Published:January 05, 2017DOI:https://doi.org/10.1053/j.jrn.2016.11.004

      Objective

      Dietary protein restriction is recommended for patients with moderate to severe renal insufficiency. Long-term data on the relationship between dietary protein sources and risk for incident kidney disease in individuals with normal kidney function are largely missing. This study aimed to assess the association between dietary protein sources and incident chronic kidney disease (CKD).

      Design

      Prospective cohort.

      Setting

      Atherosclerosis Risk in Communities study participants from 4 US communities.

      Subjects

      A total of 11,952 adults aged 44-66 years in 1987-1989 who were free of diabetes mellitus, cardiovascular disease, and had an estimated glomerular filtration rate (eGFR) ≥ 60 mL/minute/1.73 m2.

      Main Outcome Measure

      A 66-item food frequency questionnaire was used to assess food intake.
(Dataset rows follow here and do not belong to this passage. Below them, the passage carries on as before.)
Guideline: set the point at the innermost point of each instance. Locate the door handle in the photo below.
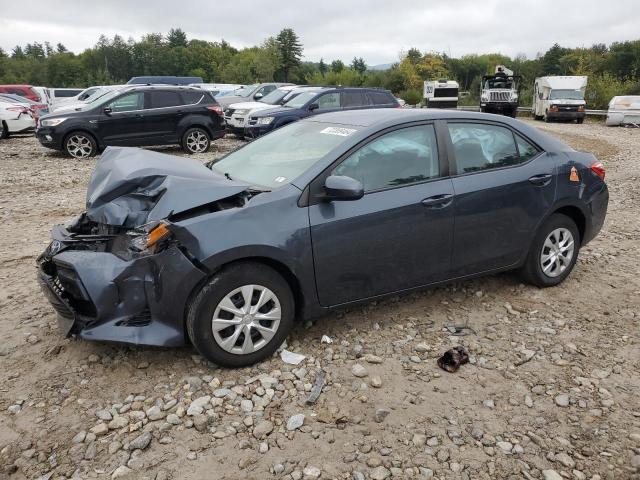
(438, 201)
(541, 180)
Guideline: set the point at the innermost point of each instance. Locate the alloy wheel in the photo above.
(557, 252)
(246, 319)
(79, 146)
(197, 142)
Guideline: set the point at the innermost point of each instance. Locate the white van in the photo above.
(624, 110)
(560, 97)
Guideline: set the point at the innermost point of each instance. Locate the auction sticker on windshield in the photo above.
(343, 132)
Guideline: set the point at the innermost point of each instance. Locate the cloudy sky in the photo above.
(374, 29)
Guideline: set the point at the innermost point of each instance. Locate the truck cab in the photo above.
(559, 98)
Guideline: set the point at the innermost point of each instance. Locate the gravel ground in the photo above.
(551, 392)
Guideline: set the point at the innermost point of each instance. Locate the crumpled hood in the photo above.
(131, 187)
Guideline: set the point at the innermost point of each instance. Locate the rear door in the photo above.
(504, 186)
(164, 110)
(399, 235)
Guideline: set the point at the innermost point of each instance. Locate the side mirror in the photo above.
(338, 187)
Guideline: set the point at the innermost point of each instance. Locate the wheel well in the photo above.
(577, 216)
(80, 130)
(197, 125)
(279, 267)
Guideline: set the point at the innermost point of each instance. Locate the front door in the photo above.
(504, 186)
(124, 123)
(398, 236)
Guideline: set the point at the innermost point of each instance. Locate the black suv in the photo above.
(321, 100)
(136, 116)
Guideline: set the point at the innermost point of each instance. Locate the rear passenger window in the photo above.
(525, 149)
(190, 98)
(380, 98)
(329, 101)
(401, 157)
(482, 147)
(353, 99)
(162, 99)
(128, 102)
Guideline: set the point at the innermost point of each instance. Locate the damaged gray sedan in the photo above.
(338, 208)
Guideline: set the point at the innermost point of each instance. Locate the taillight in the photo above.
(216, 108)
(598, 169)
(19, 109)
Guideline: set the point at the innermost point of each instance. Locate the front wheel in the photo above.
(242, 315)
(80, 145)
(553, 252)
(195, 140)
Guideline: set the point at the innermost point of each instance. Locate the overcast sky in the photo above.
(376, 30)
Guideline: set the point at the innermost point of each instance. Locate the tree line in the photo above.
(612, 69)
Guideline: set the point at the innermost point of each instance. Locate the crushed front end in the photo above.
(113, 283)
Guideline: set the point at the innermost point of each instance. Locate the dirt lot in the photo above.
(552, 391)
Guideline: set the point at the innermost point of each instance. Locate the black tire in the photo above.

CKD stage 3 was defined as a decrease in eGFR of ≥25% from baseline resulting in an eGFR of less than 60 mL/minute/1.73 m2; CKD-related hospitalization; CKD-related death; or end-stage renal disease. Hazard ratios (HRs) and 95% confidence intervals (CIs) were estimated using Cox proportional hazards regression.

      Results

      During a median follow-up of 23 years, there were 2,632 incident CKD cases. Red and processed meat consumption was associated with increased CKD risk (HRQ5 vs. Q1: 1.23, 95% CI: 1.06-1.42, ptrend = 0.01). In contrast, higher dietary intake of nuts, legumes, and low-fat dairy products was associated with lower CKD risk (nuts: HRQ5 vs. Q1: 0.81, 95% CI: 0.72-0.92, ptrend <0.001; low-fat dairy products: HRQ5 vs. Q1: 0.75, 95% CI: 0.65-0.85, ptrend <0.001; legumes: HRQ5 vs. Q1: 0.83, 95% CI: 0.72-0.95, ptrend = 0.03).

      Conclusion

      There were varied associations of specific dietary protein sources with risk of incident CKD; with red and processed meat being adversely associated with CKD risk; and nuts, low-fat dairy products, and legumes being protective against the development of CKD.